Fungal infection-related mortality versus total mortality as an outcome in trials of antifungal agents

Abstract

Background: Disease specific mortality is often used as outcome rather than total mortality in clinical trials. This approach assumes that the classification of cause of death is unbiased. We explored whether use of fungal infection-related mortality as outcome rather than total mortality leads to bias in trials of antifungal agents in cancer patients.

Methods: As an estimate of bias we used relative risk of death in those patients the authors considered had not died from fungal infection. Our sample consisted of 69 trials included in four systematic reviews of prophylactic or empirical antifungal treatment in patients with cancer and neutropenia we have published previously.

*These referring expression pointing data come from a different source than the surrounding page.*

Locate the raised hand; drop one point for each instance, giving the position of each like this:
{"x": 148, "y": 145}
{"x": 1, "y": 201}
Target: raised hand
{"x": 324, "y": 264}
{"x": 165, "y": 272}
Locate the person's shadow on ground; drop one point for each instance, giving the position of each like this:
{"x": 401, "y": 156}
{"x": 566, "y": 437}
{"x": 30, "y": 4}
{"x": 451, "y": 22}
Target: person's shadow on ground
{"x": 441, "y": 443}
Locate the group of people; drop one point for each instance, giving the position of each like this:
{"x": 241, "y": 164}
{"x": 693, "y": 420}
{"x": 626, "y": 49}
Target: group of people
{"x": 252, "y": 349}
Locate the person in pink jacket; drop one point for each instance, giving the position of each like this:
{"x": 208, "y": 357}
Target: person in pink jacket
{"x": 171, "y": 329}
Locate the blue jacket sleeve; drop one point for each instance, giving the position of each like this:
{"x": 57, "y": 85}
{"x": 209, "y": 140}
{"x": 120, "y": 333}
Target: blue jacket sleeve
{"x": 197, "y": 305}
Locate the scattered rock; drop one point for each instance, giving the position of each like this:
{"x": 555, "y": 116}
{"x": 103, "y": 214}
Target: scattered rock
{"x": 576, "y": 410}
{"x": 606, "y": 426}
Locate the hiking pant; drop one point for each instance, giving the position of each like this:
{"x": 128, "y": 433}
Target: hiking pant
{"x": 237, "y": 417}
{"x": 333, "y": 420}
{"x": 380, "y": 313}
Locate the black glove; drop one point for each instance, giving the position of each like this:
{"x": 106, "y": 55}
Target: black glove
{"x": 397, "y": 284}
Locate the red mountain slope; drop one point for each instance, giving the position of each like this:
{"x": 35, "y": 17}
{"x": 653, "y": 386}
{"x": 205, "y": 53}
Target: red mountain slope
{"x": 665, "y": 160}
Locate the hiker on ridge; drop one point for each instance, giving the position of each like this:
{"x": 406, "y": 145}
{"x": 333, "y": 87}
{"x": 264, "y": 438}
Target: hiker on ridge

Results: Thirty trials met the inclusion criteria. The trials comprised 6130 patients and 869 deaths, 220 (25%) of which were ascribed to fungal infection. The relative risk of death was 0.85 (95% CI 0.75-0.96) for total mortality, 0.57 (95% CI 0.44-0.74) for fungal mortality, and 0.95 (95% CI 0.82-1.09) for mortality among those who did not die from fungal infection.

Conclusion: We could not support the hypothesis that use of disease specific mortality introduces bias in antifungal trials on cancer patients as our estimate of the relative risk for mortality in those who survived the fungal infection was not increased. We conclude that it seems to be reliable to use fungal mortality as the primary outcome in trials of antifungal agents. Data on total mortality should be reported as well, however, to guard against the possible introduction of harmful treatments.

Figure 1

Relative risk of death from causes other than fungal infection in those who survived the fungal infection. Provided the two groups are still comparable after subtraction of fungal deaths from those randomised, the proportion of those who died from another cause than fungal infection would be expected to be the same in the two groups (fig. 1a). If, however, there was a bias in classification of cause of death in favour of the treated group, fewer deaths would be ascribed to fungal infection and more deaths to other causes in this group. This would result in a larger relative risk of death for those who did not die from fungal infection (fig. 1b). This risk is an estimate of bias overall: RR = (d_exp/(N_exp-F_exp))/(d_ctr/(N_ctr-F_ctr)), where exp: experimental group; ctr: control group; N_exp, N_ctr: numbers of randomised patients; F_exp, F_ctr: numbers of deaths from fungal infection; d_exp, d_ctr: numbers of deaths from causes other than fungal infection.